I suspect that this is why you don’t see things devolving into facebook hell.
@Jorn_C has some good examples of situations where theoretically customer-focused problem resolution can be unnecessarily unpleasant (for a mixture of metric-meeting and minimum-cost compliance; depending on the quality of your support agreement); but you are much less likely to go in really unpleasant directions when your goals are basically aligned with those of your customer. (I know that my own experience has included a fair amount of “So can we consider this ticket closed within the scope of proposed resolution???” questioning from techs who are likely laboring in dystopian metrics sweatshops, so I sympathize; but could probably close the ticket faster if they were able to spend more time on the problem and less time on classifying the problem as solved.)
There’s certainly room for being led astray by myopic adherence to the metrics without evaluation of what they actually mean and why we choose them; but when the fundamental incentives are “customer wants problem fixed; we want to fix customer’s problem”, that means a potential for inefficiency rather than a downright adversarial outcome.

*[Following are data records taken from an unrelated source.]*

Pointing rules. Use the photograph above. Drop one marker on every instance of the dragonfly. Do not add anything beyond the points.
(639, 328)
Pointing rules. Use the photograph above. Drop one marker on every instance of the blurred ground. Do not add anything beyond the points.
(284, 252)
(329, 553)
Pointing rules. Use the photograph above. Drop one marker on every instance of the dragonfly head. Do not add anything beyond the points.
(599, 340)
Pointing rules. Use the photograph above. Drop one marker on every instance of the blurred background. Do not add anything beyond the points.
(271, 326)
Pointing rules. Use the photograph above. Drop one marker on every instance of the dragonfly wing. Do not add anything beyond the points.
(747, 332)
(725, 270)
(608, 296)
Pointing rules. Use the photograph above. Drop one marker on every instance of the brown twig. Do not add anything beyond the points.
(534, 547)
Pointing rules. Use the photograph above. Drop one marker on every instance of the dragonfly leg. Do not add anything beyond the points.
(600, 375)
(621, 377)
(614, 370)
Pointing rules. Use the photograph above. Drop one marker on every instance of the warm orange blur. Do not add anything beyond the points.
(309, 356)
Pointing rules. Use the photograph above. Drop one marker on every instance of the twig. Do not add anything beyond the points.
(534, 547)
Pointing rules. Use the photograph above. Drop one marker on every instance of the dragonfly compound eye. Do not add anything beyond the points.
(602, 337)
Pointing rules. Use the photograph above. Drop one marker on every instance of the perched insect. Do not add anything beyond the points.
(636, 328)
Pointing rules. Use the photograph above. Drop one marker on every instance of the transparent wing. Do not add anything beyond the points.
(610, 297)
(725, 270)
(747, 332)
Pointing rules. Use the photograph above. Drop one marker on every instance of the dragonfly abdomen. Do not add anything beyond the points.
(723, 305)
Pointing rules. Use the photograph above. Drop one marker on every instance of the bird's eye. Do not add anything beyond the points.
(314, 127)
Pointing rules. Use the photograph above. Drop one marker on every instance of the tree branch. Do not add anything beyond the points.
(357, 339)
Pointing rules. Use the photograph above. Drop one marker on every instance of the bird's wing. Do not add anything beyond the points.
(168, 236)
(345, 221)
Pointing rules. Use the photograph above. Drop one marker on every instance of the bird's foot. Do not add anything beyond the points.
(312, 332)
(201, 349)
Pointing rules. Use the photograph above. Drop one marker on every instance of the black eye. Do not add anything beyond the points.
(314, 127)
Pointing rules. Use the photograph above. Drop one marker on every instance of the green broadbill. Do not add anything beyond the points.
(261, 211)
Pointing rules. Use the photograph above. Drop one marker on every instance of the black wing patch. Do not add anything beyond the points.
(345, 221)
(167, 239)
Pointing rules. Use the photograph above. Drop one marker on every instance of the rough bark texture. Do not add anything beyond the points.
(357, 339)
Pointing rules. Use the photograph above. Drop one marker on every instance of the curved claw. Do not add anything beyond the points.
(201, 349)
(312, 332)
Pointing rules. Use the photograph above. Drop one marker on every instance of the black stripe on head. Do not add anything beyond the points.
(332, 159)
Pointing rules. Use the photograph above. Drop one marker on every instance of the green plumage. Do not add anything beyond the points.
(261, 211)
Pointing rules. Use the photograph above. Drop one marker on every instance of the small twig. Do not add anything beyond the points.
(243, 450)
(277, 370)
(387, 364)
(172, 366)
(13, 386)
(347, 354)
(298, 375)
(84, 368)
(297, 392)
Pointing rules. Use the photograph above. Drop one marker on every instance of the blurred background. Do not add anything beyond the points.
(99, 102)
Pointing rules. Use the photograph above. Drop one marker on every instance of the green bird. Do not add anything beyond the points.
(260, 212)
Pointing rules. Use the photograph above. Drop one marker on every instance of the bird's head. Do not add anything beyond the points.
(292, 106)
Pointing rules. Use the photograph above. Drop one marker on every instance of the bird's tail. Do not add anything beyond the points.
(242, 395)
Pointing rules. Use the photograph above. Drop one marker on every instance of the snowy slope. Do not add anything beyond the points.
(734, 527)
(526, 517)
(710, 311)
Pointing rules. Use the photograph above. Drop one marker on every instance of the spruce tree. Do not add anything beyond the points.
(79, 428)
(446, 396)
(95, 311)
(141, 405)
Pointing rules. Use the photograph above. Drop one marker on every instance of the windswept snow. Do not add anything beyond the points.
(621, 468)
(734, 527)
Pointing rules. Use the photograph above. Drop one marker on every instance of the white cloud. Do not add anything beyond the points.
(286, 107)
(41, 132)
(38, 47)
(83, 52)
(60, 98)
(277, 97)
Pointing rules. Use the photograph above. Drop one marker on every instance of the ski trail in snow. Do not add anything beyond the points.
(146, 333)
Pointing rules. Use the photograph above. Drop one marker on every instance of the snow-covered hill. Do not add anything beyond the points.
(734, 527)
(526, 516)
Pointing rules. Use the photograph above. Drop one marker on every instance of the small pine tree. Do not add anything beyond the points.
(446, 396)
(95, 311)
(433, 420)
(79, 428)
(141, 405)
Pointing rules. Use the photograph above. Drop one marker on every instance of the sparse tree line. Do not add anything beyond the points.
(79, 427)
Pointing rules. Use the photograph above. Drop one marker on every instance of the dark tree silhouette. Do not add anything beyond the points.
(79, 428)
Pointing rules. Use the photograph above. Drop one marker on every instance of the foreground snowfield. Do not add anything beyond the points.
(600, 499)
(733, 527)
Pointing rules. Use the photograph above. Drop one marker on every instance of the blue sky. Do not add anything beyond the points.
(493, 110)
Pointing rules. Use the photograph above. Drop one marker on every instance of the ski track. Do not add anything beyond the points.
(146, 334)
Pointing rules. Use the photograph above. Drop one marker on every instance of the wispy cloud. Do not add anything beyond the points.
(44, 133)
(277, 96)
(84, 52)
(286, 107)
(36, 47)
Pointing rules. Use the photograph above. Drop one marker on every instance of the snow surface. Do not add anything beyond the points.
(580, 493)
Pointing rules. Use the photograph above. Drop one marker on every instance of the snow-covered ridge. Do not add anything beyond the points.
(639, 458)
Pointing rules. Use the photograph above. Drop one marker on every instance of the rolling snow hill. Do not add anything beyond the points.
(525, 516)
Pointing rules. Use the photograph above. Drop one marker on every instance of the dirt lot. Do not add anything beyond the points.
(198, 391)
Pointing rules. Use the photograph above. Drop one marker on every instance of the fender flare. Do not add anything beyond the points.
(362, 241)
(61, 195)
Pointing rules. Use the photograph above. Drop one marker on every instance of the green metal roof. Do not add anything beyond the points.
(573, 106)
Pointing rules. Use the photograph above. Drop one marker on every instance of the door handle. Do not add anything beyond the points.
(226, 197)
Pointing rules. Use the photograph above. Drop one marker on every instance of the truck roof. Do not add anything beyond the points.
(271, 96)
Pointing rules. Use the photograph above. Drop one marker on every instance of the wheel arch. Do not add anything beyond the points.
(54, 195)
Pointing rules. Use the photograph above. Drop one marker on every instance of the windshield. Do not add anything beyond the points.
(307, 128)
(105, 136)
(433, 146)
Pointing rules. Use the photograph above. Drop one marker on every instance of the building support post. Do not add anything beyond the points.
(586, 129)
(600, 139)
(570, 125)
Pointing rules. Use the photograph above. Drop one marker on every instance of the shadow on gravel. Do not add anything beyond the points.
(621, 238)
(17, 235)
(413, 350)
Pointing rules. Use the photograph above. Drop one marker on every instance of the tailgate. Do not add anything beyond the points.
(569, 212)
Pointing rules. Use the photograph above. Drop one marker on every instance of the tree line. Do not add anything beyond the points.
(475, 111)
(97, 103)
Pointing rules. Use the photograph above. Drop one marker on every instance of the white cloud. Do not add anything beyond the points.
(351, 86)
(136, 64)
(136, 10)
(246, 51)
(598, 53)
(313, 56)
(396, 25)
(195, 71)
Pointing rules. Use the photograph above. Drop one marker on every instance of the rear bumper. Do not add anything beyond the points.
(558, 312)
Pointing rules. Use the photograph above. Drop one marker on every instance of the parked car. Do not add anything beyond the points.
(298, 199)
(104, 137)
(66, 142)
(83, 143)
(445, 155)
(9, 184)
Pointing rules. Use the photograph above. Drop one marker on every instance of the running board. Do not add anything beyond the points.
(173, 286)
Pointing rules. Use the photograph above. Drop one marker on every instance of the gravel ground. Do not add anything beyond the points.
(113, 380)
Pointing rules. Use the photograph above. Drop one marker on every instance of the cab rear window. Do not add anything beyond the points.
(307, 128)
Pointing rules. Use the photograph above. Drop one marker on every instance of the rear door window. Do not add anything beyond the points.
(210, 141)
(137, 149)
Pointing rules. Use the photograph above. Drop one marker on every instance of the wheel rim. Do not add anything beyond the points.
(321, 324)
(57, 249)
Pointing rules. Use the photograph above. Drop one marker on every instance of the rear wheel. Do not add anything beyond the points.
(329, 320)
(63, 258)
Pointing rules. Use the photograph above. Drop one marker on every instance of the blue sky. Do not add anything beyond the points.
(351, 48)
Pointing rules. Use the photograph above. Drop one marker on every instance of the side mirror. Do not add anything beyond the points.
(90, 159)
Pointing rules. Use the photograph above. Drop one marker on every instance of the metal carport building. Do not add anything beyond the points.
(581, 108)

When the incentive is “must increase MAU and ‘engagement’ at all costs” there isn’t the same more or less shared desired outcome and that is when one party’s work at optimization becomes effectively adversarial.
Scientology heavily uses a management by statistics system.
In fact, that’s the name of their software package. (Mastertech is a Scientology front company.)
Good point. I think the better idea is to have a “Don’t show this again” checkbox (and a control panel item to re-enable it).
Yeah, the more I think on this the more I definitely see the issue - the customer service targets are definitely an easy way to think about it. “Fill out this survey!” etc etc.